Si dejas a Dios escribir la historia de tu vida, no te vas a arrepentir
Me sentí traicionado y confundido. Esta confusión duró finalmente unos cuatro años, durante los cuales me di cuenta de que la parte más importante de la vocación es el amor a Jesucristo. Yo pensaba que Cristo necesitaba mis manos y mis esfuerzos en el apostolado y no consideraba que Él quiere ser, sobre todo, el número uno de mi corazón.

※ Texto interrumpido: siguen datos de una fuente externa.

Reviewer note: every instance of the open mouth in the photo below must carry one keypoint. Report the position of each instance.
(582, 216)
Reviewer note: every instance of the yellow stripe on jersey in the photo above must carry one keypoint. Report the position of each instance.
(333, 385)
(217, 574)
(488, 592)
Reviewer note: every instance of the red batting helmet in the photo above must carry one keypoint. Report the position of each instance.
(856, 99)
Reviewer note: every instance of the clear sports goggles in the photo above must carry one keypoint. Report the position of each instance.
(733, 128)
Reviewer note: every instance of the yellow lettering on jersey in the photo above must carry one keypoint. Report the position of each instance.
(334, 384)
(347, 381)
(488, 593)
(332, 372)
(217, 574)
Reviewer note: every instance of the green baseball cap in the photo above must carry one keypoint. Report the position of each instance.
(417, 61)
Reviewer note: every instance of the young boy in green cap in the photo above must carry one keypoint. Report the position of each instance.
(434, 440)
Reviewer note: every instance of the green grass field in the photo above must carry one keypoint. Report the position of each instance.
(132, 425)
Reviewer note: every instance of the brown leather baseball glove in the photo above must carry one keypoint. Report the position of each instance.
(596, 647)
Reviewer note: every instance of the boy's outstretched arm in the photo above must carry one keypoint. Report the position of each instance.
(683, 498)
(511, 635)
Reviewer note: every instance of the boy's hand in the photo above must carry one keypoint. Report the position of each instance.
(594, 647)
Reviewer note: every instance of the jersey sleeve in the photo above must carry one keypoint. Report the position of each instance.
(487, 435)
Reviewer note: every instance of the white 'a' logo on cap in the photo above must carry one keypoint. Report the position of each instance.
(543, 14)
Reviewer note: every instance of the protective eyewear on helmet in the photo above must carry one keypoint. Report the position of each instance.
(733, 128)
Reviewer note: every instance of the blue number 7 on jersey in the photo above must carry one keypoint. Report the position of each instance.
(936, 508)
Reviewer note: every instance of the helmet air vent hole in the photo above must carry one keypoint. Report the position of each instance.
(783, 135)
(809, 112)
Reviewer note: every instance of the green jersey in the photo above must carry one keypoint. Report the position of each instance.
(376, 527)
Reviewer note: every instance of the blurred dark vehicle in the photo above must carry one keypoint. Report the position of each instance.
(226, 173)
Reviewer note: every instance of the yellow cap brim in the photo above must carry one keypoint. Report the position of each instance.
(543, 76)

Soy el menor de los cuatro hijos y con mis hermanos hemos sido monaguillos desde que yo tenía cuatro años. A decir verdad, la idea del sacerdocio me vino muy temprano. Un día, cuándo estábamos volviendo de la escuela, mi hermano mayor me preguntó: “¿Qué quieres hacer cuando seas grande?” Yo tenía siete años y él once. Sin pensar mucho le respondí que quería ser un sacristán, pero inmediatamente después se me ocurrió, “y ¿por qué no, de una vez, el sacerdote?” Luego llegamos a casa y todo siguió igual. Un año después vino a nuestro colegio una periodista y nos hizo la misma pregunta: “¿niños, qué quieren hacer cuando sean grandes?” Yo, entonces, con ocho años, respondí que quería ser o sacerdote, obispo o un monje. Al día siguiente la maestra leyó las respuestas en voz alta y cuando leí mi respuesta todos se burlaron y yo, avergonzado, me escondí bajo la mesa. Después de esa experiencia respondí con más cuidado a esta pregunta obligatoria. El deseo de ser sacerdote permaneció en mí hasta que tenía once años; luego quería ser maestro en un colegio, cantante famoso, médico… En el año 2001 empezaron a suceder varias cosas. En agosto, participé en unos ejercicios espirituales con los Salesianos y durante la confesión me volvió el deseo de ser sacerdote, y desde entonces se quedó. Luego, en nuestra parroquia hubo un cursillo sobre la iniciación cristiana y durante este cursillo sentí que Dios me amaba a mí; fue una experiencia personal y sensible que se ha repetido muchas veces. Mientras estaba yendo a ese cursillo, un amigo me preguntó si no quería ir a Italia en las vacaciones del otoño. Ni tenía pasaporte, ni sabría por qué ir, pero me gustaba la idea de conocer Italia. En ese viaje vi por primera vez a un legionario de Cristo, el P. Michael Duffy. Los días pasaron muy rápido y volvimos a casa. Esa experiencia de Gozzanno, Italia, me dejó una buena impresión, pero nada más por el momento. El siguiente año se organizó el viaje por segunda vez. Poco después comenzamos a reunirnos una vez a la semana y yo estaba feliz de pertenecer a ese grupo con personas de mi edad. En 2003, con catorce años, empecé a ser responsable del grupo de los más jóvenes.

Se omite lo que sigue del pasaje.